Stefan Johansson sjohanss at openjdk.org
Thu Feb 8 11:07:00 UTC 2024


On Wed, 31 Jan 2024 16:42:16 GMT, Zdenek Zambersky <zzambers at openjdk.org> wrote:

>> **Problem:**
>> When THP is enabled, JDK reads `/sys/kernel/mm/transparent_hugepage/hpage_pmd_size` file to [detect](https://github.com/openjdk/jdk/blob/96607df7f055a80d56ea4c19f3f4fcb32838b1f8/src/hotspot/os/linux/hugepages.cpp#L206) large page size. However this file only [appeared](https://github.com/torvalds/linux/commit/49920d28781dcced10cd30cb9a938e7d045a1c94) in kernel 4.10 and does not exist on kernel old kernels (such as 3.10 used by RHEL-7).
>> 
>> This results in detected large page size of 0B and crash, when `-XX:+UseTransparentHugePages` is used on old kernel.
>> 
>> gdb --args jdk-23+6/bin/java -XX:+UseTransparentHugePages -Xmx128m -Xlog:pagesize -version
>> ...
>> [0.005s][info][pagesize] Static hugepage support:
>> [0.005s][info][pagesize]   hugepage size: 2M
>> [0.005s][info][pagesize]   hugepage size: 1G
>> [0.005s][info][pagesize]   default hugepage size: 2M
>> [0.005s][info][pagesize] Transparent hugepage (THP) support:
>> [0.005s][info][pagesize]   THP mode: always
>> [0.005s][info][pagesize]   THP pagesize: 0B
>> [0.005s][info][pagesize] Shared memory transparent hugepage (THP) support:
>> [0.005s][info][pagesize]   Shared memory THP mode: unknown
>> [0.005s][info][pagesize] JVM will attempt to prevent THPs in thread stacks.

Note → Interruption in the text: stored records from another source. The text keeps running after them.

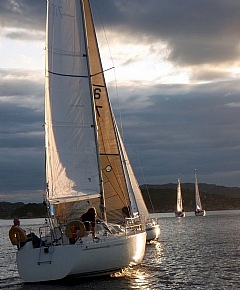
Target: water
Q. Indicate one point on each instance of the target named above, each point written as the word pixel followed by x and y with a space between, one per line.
pixel 192 253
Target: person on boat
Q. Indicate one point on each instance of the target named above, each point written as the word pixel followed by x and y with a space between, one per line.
pixel 89 220
pixel 36 241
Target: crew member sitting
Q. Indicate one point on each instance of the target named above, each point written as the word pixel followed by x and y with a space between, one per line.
pixel 89 220
pixel 22 237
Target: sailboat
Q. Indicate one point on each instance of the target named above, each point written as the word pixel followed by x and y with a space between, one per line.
pixel 180 211
pixel 198 210
pixel 85 162
pixel 152 226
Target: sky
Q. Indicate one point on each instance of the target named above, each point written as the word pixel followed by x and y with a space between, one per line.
pixel 174 88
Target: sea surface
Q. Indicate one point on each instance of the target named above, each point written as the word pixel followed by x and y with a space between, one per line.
pixel 192 253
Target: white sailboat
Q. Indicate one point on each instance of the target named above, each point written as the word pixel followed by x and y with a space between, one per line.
pixel 152 226
pixel 85 161
pixel 180 211
pixel 199 211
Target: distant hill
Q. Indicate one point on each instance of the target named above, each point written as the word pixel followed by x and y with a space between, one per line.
pixel 158 198
pixel 213 197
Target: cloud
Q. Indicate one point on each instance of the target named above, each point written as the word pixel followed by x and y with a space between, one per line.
pixel 178 94
pixel 24 14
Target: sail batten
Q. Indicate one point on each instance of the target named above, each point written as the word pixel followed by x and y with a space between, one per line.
pixel 72 169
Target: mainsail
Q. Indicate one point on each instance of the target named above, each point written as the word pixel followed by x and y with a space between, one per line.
pixel 72 170
pixel 83 146
pixel 179 197
pixel 114 180
pixel 197 195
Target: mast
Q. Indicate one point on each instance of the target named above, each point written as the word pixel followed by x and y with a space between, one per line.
pixel 102 203
pixel 179 196
pixel 197 195
pixel 72 167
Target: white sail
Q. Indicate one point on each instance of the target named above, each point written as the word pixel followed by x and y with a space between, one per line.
pixel 198 210
pixel 72 164
pixel 84 162
pixel 197 195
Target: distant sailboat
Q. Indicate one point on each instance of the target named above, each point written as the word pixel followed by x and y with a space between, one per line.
pixel 198 210
pixel 84 162
pixel 180 211
pixel 152 226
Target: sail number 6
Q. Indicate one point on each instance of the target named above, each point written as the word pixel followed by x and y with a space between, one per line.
pixel 97 96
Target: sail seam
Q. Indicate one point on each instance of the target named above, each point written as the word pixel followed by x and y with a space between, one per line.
pixel 65 75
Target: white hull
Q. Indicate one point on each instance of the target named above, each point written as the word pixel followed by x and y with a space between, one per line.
pixel 153 232
pixel 84 258
pixel 180 214
pixel 200 213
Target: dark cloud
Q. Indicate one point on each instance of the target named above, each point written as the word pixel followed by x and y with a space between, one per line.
pixel 182 128
pixel 197 32
pixel 168 129
pixel 21 134
pixel 23 14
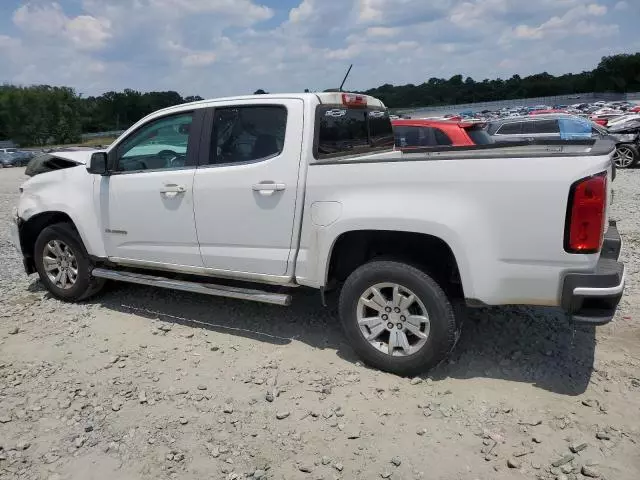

>> [0.005s][info][pagesize] UseLargePages=1, UseTransparentHugePages=1
>> [0.005s][info][pagesize] Large page support enabled. Usable page sizes: 4k. Default large page size: 0B.
>> 
>> Program received signal SIGFPE, Arithmetic exception.
>> [Switching to Thread 0x7ffff7fc2700 (LWP 31385)]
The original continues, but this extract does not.